# Epiphone Dot 335 - Bigsby or No Bigsby??



## studiodog (Sep 10, 2010)

Hey all,

I'm debating adding a Bigsby to my Limited Edition Pelham Blue Epi Dot 335. Wondering if anyone has strong yea or nay opinions on this? All in it's about a $250 mod, so not insignificant. Do the Pro's outweigh the Cons?


----------



## hummingway (Aug 4, 2011)

I don't like Bigsby's personally but they did ship a lot of 335's with them.


----------



## WannabeGood (Oct 24, 2007)

Seems to me that you would be the best one to answer that question. Do you, would you use a vibrato? Yes=do it, No=don't. Simple.

Regards,


----------



## shoretyus (Jan 6, 2007)

I contemplated putting one on my Tele a couple of months ago. I ended through some other circumstances getting a Gretsch. I can't put the Gretsch down and am having a ball with the bigsby. I am glad I left the Tele alone though. Look around and see if you can find a used one bigsby, they are around. .. hmm I just looked and see how you came up with $250. The plate so you don't have to drill holes is $70


----------



## Fajah (Jun 28, 2006)

Love having a Bigsby. I put a B70 on my Raven hollow body last year. Cost was around $80 and I installed it myself.


----------



## studiodog (Sep 10, 2010)

Hey all - thanks for the replies and the input! 

It looks like I've got 2 choices as far as Bigsby models for a 335 - a B7 (or B70)or a B3 plus a Towner adapter (if that's a new one for you, check out townerusa.com). 

The B7 needs two screws into the guitar top and would leave me to deal with the stop tailpiece mounting bushings somehow - any ideas other than the traditional "Custom made" label pasted over the holes? Unfortunately the Vibramate no-drilling-required adapter plate for the B7 will not fit an Epi 335 ;(

The B3 is the shorter tailpiece without the string tension bar, which is where the Towner comes in. It would also be more (or less) reversible, leaving only screw holes at the endpin area and not on the guitar top. 

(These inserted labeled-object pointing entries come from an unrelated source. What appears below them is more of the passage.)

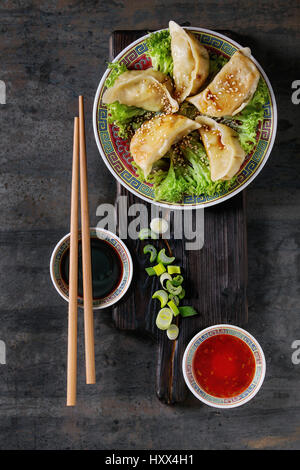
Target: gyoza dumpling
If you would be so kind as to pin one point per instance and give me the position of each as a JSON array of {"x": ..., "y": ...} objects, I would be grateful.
[
  {"x": 147, "y": 89},
  {"x": 156, "y": 136},
  {"x": 231, "y": 89},
  {"x": 191, "y": 62},
  {"x": 223, "y": 148}
]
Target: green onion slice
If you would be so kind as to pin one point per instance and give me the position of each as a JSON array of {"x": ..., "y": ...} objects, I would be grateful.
[
  {"x": 162, "y": 296},
  {"x": 163, "y": 258},
  {"x": 174, "y": 270},
  {"x": 187, "y": 311},
  {"x": 173, "y": 289},
  {"x": 147, "y": 233},
  {"x": 152, "y": 250},
  {"x": 182, "y": 294},
  {"x": 164, "y": 318},
  {"x": 175, "y": 299},
  {"x": 172, "y": 331},
  {"x": 165, "y": 277}
]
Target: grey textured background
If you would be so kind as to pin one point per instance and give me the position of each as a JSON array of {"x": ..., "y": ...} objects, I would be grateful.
[{"x": 50, "y": 53}]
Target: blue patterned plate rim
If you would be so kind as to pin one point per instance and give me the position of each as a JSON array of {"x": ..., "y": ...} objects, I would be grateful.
[
  {"x": 256, "y": 383},
  {"x": 210, "y": 201}
]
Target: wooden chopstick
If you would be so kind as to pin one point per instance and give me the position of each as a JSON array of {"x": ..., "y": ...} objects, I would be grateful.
[
  {"x": 86, "y": 256},
  {"x": 73, "y": 274}
]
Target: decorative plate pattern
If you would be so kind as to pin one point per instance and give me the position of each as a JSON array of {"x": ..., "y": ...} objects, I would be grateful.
[
  {"x": 260, "y": 366},
  {"x": 63, "y": 289},
  {"x": 115, "y": 151}
]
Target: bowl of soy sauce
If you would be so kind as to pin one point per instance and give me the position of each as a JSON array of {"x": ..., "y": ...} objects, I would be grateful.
[{"x": 112, "y": 268}]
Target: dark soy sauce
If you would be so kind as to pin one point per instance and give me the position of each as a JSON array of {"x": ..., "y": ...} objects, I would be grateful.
[{"x": 107, "y": 268}]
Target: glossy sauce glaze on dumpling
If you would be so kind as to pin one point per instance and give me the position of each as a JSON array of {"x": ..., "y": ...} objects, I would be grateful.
[
  {"x": 231, "y": 89},
  {"x": 147, "y": 89},
  {"x": 223, "y": 148},
  {"x": 156, "y": 136},
  {"x": 190, "y": 62}
]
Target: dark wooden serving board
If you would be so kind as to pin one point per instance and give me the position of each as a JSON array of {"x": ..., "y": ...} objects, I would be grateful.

Nothing like making it easy!


----------



## shoretyus (Jan 6, 2007)

Or ... http://ontario.kijiji.ca/c-buy-and-...s-Mint-Gibson-Epiphone-DOT-W0QQAdIdZ351849557


----------



## ronmac (Sep 22, 2006)

Do it!

I put a B7 on my Electra 335 clone and love the extra flexibility it brings.


----------



## Steadfastly (Nov 14, 2008)

I think Bigsby's are the nicest looking of all the tremolo type products. I'm going to be putting one on my Boca so I say yes, go with the Bigsby.


----------



## Milkman (Feb 2, 2006)

They look very cool, but I find them to be completely not worth the trouble for the effect they provide. Others obviously disagree.


----------



## GTmaker (Apr 24, 2006)

Milkman said:


> They look very cool, but I find them to be completely not worth the trouble for the effect they provide. Others obviously disagree.

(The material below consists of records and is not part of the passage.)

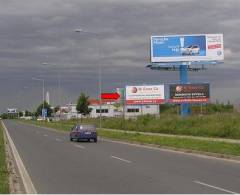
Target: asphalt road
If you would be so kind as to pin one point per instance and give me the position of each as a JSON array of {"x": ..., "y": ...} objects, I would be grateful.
[{"x": 57, "y": 165}]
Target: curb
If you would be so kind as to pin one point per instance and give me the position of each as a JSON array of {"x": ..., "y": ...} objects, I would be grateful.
[{"x": 27, "y": 182}]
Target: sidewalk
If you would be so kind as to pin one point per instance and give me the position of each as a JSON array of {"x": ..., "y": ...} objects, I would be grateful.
[{"x": 236, "y": 141}]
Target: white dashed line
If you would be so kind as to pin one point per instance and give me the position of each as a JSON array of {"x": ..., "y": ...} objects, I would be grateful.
[
  {"x": 215, "y": 187},
  {"x": 121, "y": 159}
]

completely agree with this statement.


----------



## townerusa (Aug 29, 2011)

*Tusa*

Thanks for considering my kit. If theres any questions I can answer give me a shout. [email protected]


----------



## ElectricMojo (May 19, 2011)

I really like Bigsby Vibratos.
They look great and give you the option to add a whole new range of sounds to your guitar (once you get to know them).
I installed one on my R8 6 months ago and I love it, that's why I contacted Bigsby to become and official dealer, I think they offer great quality products.
I don't see how you're looking at a 250$ mod though... Depends where you're ordering the B7 and Vibramate from I guess...

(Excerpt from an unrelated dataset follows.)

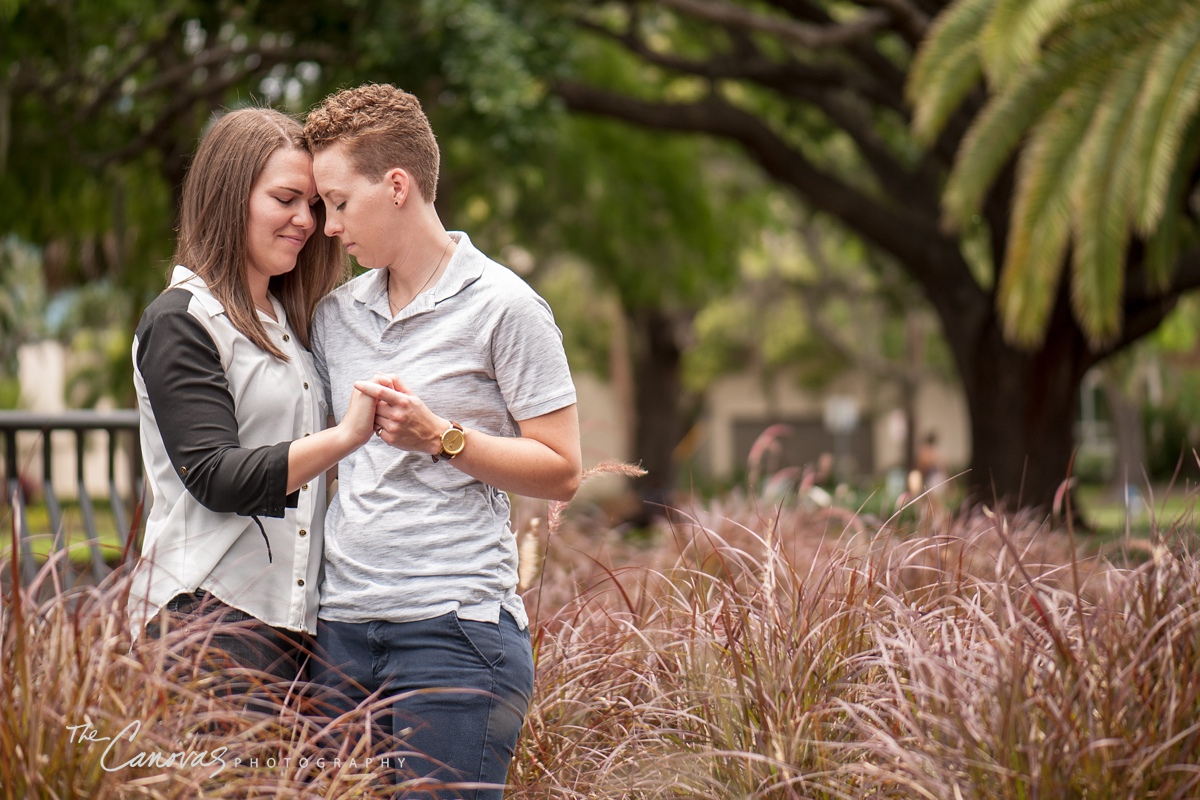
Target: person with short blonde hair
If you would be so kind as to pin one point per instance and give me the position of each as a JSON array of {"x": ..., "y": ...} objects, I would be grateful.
[{"x": 474, "y": 400}]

If they're good enough for Joe Bonamassa, Chet Atkins, Les Paul and Jimmy Page, they're good enough for me:
http://www.youtube.com/watch?v=PYlG7qb3iCs
http://www.youtube.com/watch?v=Pl9PuIeBNWc
http://www.youtube.com/watch?v=ePqVs_Zs028
http://www.youtube.com/watch?v=JMp0z8KLU7Y


----------



## Beattle55 (Dec 3, 2011)

studiodog said:


> Unfortunately the Vibramate no-drilling-required adapter plate for the B7 will not fit an Epi 335 ;(


Here is the adapter plate fitting guide. http://www.vibramate.com/vibramate-model-chart.php

The Dot 335 is listed there, so I don't see why you could not put a Bigsby on your guitar.


----------



## studiodog (Sep 10, 2010)

The only Vibramate adapter that will fit the Dot is for a B5 Bigsby, and I'm not sure I like that look - I'd much rather use a B7 or similar. 

My $250 budget is based on $150 for the Bigsby itself, a roller bridge and taxes - it gets up there!


----------



## ElectricMojo (May 19, 2011)

Hey studiodog,
Contact me at: [email protected]
I can offer you a much better price for a B7 (if you're still interested in one of course). 
My shop is an official dealer for Bigsby.

Check out my shop's Facebook page:
http://www.facebook.com/pages/Elect...!/pages/Electric-Mojo-Guitars/316601255023354


----------



## MusicShopperCA (Feb 20, 2012)

I've got to agree with the posters who say that they're probably a bit more trouble than they're worth, but that being said, I love the look of a Bigsby on a semi-hollow and I also love the look of one that's been adapted and still has the stop bar studs mounted. I think it stems from the Gibson ES-345 Marty McFly plays in BTTF, which has a gold Bigsby added and the tail piece studs still in. Epiphone has an ES-345 on the way, and I'm considering getting a red one and doing that exact mod so I can get my Johnny B Goode on


----------



## studiodog (Sep 10, 2010)

Update: I've now got a B7 vibrato on the way! Should have it by week's end, and installed as soon as I can find the time to focus on it! 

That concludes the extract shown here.